El Juzgado de Garantías N°2 de La Matanza hizo lugar a un Habeas Corpus Colectivo presentado por la Comisión Provincial por la Memoria (CPM) en su carácter de Mecanismo Local de Prevención de la Tortura, al detectar graves problemas en el suministro de agua en la Unidad Penitenciaria N°43 de González Catán. La situación se ve acentuada por la sobrepoblación del penal y las altas temperaturas que vienen siendo una constante en la presente temporada estival.
La falta de cumplimiento del deber estatal de garantizar condiciones dignas que tienen directa implicancia en el aspecto sanitario al faltar el agua potable y el exceso de detenidos alojados en la unidad, fueron constatados por el Juzgado de Garantías a cargo de Ricardo Tripaldi que hizo lugar a la presentación.
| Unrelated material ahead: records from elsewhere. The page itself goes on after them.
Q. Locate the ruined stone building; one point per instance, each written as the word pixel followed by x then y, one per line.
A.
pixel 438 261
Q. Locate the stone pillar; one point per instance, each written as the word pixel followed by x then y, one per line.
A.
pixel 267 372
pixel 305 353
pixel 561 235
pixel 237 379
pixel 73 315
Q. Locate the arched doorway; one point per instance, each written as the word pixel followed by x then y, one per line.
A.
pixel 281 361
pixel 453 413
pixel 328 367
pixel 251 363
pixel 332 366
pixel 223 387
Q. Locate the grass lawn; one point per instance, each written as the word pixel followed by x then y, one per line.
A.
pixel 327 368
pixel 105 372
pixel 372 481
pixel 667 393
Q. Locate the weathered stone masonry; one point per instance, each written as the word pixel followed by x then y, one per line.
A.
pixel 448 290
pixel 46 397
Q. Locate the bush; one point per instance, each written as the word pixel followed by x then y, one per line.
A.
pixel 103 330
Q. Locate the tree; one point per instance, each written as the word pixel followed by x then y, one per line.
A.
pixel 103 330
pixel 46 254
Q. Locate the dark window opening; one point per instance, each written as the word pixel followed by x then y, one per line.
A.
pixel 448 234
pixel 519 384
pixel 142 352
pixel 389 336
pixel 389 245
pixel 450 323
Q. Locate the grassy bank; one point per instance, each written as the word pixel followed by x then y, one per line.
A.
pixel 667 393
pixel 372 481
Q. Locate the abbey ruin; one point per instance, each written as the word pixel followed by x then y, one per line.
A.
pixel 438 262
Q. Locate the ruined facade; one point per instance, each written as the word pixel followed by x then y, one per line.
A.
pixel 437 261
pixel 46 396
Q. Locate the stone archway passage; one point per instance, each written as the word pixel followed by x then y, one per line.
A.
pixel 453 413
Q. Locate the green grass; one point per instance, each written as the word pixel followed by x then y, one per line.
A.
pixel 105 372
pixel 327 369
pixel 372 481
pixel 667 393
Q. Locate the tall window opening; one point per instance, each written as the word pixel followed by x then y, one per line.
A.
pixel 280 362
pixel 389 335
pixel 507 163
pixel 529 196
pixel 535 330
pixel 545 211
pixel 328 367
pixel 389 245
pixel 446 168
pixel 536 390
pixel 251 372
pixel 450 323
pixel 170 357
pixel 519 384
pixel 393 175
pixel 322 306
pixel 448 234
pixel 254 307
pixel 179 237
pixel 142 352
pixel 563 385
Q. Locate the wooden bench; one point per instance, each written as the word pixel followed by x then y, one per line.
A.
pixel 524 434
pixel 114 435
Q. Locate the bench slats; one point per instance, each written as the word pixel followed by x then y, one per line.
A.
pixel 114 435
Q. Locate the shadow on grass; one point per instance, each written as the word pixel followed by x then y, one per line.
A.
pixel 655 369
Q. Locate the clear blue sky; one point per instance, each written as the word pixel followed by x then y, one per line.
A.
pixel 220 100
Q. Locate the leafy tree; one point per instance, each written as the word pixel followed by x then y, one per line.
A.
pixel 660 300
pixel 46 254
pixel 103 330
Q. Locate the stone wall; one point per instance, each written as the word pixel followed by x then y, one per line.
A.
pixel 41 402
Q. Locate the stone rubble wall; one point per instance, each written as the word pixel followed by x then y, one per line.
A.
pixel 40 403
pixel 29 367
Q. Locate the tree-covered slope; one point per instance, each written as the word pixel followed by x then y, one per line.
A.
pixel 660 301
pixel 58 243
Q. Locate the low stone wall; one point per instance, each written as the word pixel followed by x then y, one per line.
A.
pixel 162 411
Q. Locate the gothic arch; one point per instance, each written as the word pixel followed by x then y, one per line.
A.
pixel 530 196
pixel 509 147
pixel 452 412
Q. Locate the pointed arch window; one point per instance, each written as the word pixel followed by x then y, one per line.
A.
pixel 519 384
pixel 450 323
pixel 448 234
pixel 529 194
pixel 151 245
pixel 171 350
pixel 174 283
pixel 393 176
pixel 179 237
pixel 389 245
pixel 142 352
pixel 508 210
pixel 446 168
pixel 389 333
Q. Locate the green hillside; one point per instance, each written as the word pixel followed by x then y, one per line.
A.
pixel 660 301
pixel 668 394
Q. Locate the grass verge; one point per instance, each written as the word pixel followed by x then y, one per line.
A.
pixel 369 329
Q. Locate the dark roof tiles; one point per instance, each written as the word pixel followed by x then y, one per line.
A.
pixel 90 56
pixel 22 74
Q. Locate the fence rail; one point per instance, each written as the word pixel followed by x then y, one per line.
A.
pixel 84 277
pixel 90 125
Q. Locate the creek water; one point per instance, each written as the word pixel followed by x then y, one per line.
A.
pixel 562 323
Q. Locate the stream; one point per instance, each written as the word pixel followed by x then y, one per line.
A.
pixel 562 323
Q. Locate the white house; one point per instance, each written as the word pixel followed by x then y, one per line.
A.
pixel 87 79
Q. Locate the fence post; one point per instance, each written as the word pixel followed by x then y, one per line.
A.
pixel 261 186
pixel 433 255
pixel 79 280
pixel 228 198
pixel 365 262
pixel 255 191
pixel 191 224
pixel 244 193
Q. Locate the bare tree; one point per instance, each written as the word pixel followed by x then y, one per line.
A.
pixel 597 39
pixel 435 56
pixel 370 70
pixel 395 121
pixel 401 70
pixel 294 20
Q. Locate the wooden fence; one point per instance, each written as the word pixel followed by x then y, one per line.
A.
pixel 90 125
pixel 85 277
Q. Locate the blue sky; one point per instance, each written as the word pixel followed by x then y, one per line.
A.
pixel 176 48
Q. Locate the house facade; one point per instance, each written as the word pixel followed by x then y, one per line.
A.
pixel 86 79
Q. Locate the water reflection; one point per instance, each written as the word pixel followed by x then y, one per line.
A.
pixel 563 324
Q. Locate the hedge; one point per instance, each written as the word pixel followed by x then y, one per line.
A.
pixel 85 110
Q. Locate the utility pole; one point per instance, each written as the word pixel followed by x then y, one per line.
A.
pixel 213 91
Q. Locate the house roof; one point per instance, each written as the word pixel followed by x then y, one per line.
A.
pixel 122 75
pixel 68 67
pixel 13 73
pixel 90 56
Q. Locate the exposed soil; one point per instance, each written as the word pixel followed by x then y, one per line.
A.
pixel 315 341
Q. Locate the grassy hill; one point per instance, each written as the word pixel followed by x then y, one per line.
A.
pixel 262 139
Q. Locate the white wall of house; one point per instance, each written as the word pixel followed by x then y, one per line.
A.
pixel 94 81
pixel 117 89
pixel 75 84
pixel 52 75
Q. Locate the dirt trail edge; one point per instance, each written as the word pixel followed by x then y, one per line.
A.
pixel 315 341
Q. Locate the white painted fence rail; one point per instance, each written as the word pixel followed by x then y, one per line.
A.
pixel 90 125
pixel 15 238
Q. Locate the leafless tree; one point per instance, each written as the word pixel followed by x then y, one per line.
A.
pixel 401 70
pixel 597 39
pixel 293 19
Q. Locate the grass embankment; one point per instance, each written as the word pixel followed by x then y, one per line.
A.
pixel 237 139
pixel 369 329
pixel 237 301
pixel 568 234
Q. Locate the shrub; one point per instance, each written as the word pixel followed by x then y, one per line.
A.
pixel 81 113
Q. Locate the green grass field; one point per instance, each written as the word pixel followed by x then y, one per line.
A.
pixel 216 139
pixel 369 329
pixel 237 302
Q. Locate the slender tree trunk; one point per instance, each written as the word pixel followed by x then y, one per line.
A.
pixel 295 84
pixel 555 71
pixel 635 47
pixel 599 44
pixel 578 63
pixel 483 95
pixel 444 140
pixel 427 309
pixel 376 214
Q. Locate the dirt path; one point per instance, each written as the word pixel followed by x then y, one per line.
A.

Por esta razón, prohibió ingresos a la unidad durante 30 días, ordenó que se llevan a cabo las obras y reacondicionamientos necesarios para lograr el óptimo funcionamiento de dos bombas sumergibles de suministro de agua y del funcionamiento automático de la red contra incendios y dispuso el seguimiento periódico del problema.
Tanto por lo que se constató durante la inspección como por lo que respondieron los distintos informes solicitados por el juzgado surge que la situación en la unidad no es nueva. El problema del agua comenzó en el mes de abril de 2024 con deficiencias en una de las bombas que recién se reparó un año después, pero al ser reemplazada por una de mayor potencia afectó el funcionamiento de la otra que continúa sin solución.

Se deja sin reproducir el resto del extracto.